Me dijo que no, que me conocía de mi matrimonio y automáticamente empecé a temblar ¡tan poca gente me conoce de entonces! Tragué saliva, le expliqué que eran unos años casi borrados, que lo sentía y, para cuando iba a dar una explicación más larga y más rara de que los recuerdos también matan, él me cortó diciendo que se alegraba mucho de que hubiera olvidado. Me dijo su nombre. No lo recuerdo en absoluto.

Me contó que éramos amigos, que él era más joven, apenas 16, pero nos llevábamos muy bien. Le creo. La verdad es que me cayó bien automáticamente. Después me dijo que había pensado en mí con frecuencia. Que le habían contado, que sabía... pero, aun así, recordaba a menudo «cuando estuvimos tan mal». Le dije que ese plural me parecía tremendamente injusto. Fui yo, solo yo, la que «estuvo mal».

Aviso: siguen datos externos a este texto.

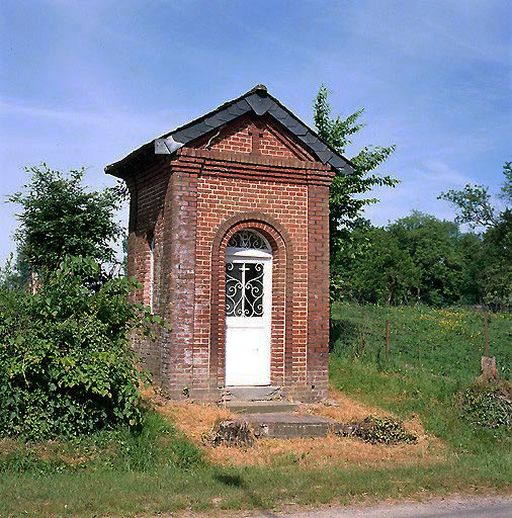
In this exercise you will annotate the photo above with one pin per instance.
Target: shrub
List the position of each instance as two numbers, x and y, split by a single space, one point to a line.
378 430
488 405
66 367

Me dio la razón y me dijo que fue testigo de cosas terribles que no quería nombrar. Le dije que sentía muchísimo que hubiera tenido que presenciarlas. Que nadie merece siquiera verlas.

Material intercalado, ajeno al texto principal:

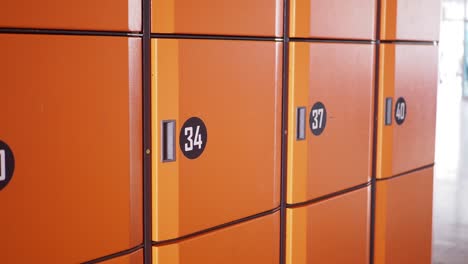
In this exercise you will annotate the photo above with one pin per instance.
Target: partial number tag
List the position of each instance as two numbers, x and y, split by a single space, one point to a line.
193 137
318 118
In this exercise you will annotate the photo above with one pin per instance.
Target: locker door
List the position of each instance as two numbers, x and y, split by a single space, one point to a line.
71 111
403 227
108 15
218 17
331 231
335 19
133 258
410 19
252 242
408 90
330 118
217 122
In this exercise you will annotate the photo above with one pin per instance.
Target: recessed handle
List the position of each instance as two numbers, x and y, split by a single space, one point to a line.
300 123
388 111
2 165
168 140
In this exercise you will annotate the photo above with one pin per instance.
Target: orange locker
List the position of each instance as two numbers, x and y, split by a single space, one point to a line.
108 15
252 242
71 111
407 99
331 231
133 258
218 17
410 20
330 118
216 132
403 223
351 19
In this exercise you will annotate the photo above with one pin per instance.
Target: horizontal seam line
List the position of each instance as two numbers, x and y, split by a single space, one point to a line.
215 228
329 196
414 42
407 172
215 37
69 32
115 255
328 40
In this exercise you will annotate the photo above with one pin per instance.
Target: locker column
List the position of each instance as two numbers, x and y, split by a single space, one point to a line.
330 131
406 131
71 114
216 113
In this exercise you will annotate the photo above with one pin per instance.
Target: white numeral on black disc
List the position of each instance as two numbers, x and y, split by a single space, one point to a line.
193 137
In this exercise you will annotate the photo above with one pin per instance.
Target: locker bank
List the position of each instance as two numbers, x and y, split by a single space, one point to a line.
182 132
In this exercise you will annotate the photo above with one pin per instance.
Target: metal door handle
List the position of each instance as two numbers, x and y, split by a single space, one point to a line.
300 123
2 165
388 111
168 141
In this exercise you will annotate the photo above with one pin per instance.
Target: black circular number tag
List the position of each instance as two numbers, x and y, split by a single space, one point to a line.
318 118
400 111
193 137
7 164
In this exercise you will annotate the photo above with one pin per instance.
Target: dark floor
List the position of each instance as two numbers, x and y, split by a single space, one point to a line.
450 224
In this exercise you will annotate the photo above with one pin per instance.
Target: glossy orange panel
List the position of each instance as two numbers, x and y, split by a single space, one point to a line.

Le pregunté si estaba el día que me tiró del tejado y asintió con el gesto descompuesto. Me dieron ganas de abrazarle. Le di las gracias y, de hecho, es la primera vez que tengo la ocasión de dar las gracias a alguno de los que me salvaron la vida. «De no haberme ido aquel día» empecé yo, y los dos acabamos la frase: «estarías muerta».

Algo quiere de mí la vida ¡algo quiere! Que recuerde o no, pero os lo cuente... O, quizá tan solo, a saber... recordarme la suerte que tengo de estar VIVA.